The MUBA scheme has continued to grow in 1997 and two new members - University of Newcastle and Southern Cross University - have joined. Along with their collections they bring with them a challenge for the scheme participants - what will MUBA's name be changed to? Clearly as universities outside Sydney link up the "Metropolitan" tag will no longer be appropriate. For the University of Sydney our first year of undergraduate reciprocal borrowing has been successful. Further growth in activity is expected in 1997 as the scheme expands and more potential borrowers become aware of the availability of our resources.

Staff Library Cards

University staff without a library card may obtain one from Fisher Library Loan Enquiries or the Law Library.

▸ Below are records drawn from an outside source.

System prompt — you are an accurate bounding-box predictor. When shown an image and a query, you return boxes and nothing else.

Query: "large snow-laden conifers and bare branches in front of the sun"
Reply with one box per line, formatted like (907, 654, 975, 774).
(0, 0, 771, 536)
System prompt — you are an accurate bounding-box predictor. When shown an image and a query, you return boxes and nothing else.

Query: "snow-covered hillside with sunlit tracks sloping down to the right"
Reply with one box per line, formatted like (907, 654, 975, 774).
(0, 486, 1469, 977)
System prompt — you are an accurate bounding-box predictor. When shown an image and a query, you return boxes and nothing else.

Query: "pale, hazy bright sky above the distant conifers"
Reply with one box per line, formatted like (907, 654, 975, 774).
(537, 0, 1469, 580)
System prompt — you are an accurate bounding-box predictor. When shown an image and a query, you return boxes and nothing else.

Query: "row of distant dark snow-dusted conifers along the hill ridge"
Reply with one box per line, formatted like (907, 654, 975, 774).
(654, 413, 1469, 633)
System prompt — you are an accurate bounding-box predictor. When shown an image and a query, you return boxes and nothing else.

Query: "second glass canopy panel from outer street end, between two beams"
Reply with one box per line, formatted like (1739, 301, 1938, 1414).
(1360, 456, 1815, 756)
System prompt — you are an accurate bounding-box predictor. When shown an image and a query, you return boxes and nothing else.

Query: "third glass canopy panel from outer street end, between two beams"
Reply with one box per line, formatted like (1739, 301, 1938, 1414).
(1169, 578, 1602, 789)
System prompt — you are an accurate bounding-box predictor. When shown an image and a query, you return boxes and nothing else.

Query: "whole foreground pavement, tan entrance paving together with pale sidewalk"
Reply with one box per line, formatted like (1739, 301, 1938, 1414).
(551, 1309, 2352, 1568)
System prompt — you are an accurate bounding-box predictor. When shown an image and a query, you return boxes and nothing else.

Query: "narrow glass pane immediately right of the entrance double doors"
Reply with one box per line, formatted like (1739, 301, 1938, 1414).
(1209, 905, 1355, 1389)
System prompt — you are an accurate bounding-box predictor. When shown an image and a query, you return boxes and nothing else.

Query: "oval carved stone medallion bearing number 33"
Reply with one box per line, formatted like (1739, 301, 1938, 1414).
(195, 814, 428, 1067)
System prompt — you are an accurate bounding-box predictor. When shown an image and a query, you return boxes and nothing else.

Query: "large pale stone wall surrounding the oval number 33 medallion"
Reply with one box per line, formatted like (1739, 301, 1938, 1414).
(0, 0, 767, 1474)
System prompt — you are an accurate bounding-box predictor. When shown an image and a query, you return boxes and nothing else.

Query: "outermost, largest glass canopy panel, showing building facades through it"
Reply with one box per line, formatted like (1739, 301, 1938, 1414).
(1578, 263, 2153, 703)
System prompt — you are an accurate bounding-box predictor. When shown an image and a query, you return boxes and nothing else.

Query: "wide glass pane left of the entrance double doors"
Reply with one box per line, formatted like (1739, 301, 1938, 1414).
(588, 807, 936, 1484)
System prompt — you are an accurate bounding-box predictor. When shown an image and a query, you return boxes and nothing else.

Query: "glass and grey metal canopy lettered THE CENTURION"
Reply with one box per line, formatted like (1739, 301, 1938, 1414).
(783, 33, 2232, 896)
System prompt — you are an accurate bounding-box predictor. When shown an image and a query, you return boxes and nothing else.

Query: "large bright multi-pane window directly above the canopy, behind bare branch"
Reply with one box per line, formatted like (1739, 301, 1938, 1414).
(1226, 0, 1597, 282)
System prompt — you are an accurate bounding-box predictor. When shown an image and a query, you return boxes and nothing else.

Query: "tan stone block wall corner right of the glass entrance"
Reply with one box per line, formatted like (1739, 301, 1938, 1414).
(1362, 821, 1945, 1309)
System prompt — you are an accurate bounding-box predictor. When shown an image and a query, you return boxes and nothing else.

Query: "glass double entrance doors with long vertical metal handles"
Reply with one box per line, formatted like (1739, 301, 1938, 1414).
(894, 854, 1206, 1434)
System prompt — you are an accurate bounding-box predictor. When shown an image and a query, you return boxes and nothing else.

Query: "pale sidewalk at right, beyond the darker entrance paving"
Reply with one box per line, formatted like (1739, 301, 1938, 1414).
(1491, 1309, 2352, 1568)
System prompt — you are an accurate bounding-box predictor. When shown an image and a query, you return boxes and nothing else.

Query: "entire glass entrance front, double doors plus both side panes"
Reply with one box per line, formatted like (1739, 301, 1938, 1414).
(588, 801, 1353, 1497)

Fisher Library Loan Enquiries is open 9:00am - 5:45pm, Monday to Friday. Staff using Fisher Library's Loan Enquiries should make an appointment to have a photo ID made on the spot. Appointments may be made in person or on extension 12265. Staff who have not yet received a salary statement should provide confirmation of appointment.

Academic staff, and general staff, Levels 6 and above, are given academic/higher degree borrowing privileges which entitle you to 8 weeks loan on most Research Collection items (unless recalled from loan) and 5 renewals.

Staff using the Law Library should contact the Law Library Circulation Librarian on extension 10217.

Library Budget 1997

Although the Library was one of the areas in the University spared the general cut of 1.5% to its operating grant, the University was not able to deliver the third instalment of additional funding foreshadowed following the Library Review. After the March budget revision the Library budget for 1997 stands at $19.9 million, of which $1.425 million is devolved to the Health Sciences Library and is not included in the figures below. The Library also receives a proportion of student fee income, estimated in 1997 to be $1.207 million as well as revenue from photocopying and fines.

Two areas will add significantly to costs in 1997 - increased salary rates negotiated as part of the new enterprise agreement and inflation in the cost of library materials. As the Library receives no supplementation for these unavoidable cost increases, it has been necessary to draw on accumulated reserves to support the budget which in 1997 is distributed as follows:

Collections and access to information$8,461,000
Equipment and operating expenses$2,820,500
Compulsory transfer to reserves.$555,000
TOTAL $22,967,833

Increasing access to electronic information is a high priority and in order to impose some measure of stability in expenditure on collections, there is no allocation this year for new print subscriptions. However, new titles can be ordered by nominating existing subscriptions of equivalent value for cancellation. Details of the procedures and consultation process to be followed will be circulated shortly and are available on the Web at: http://www.library.usyd.edu.au/Services/Policies/cancel.html

A further 3% cut to the University's operating grant has been announced for 1998. All areas of library expenditure will have to be scrutinised during 1997 as the balance of the pay increases will have to be found next year, in a contracting budget. While usage of library services continues to rise this will be a difficult task.

Judith Campbell
Acting University Librarian


Applications for the position of University Librarian have closed and the selection process, chaired by the Deputy Vice-Chancellor, Professor Derek Anderson, is underway.

Until 30 June, Judith Campbell is Acting University Librarian, Lesley Muir is Acting Associate Librarian (Branch Libraries), Jennifer Hayes is Acting Nursing Librarian and Jeremy Cullis is Acting Architecture Librarian.

Su Hanfling was appointed to the position of Badham Librarian in January.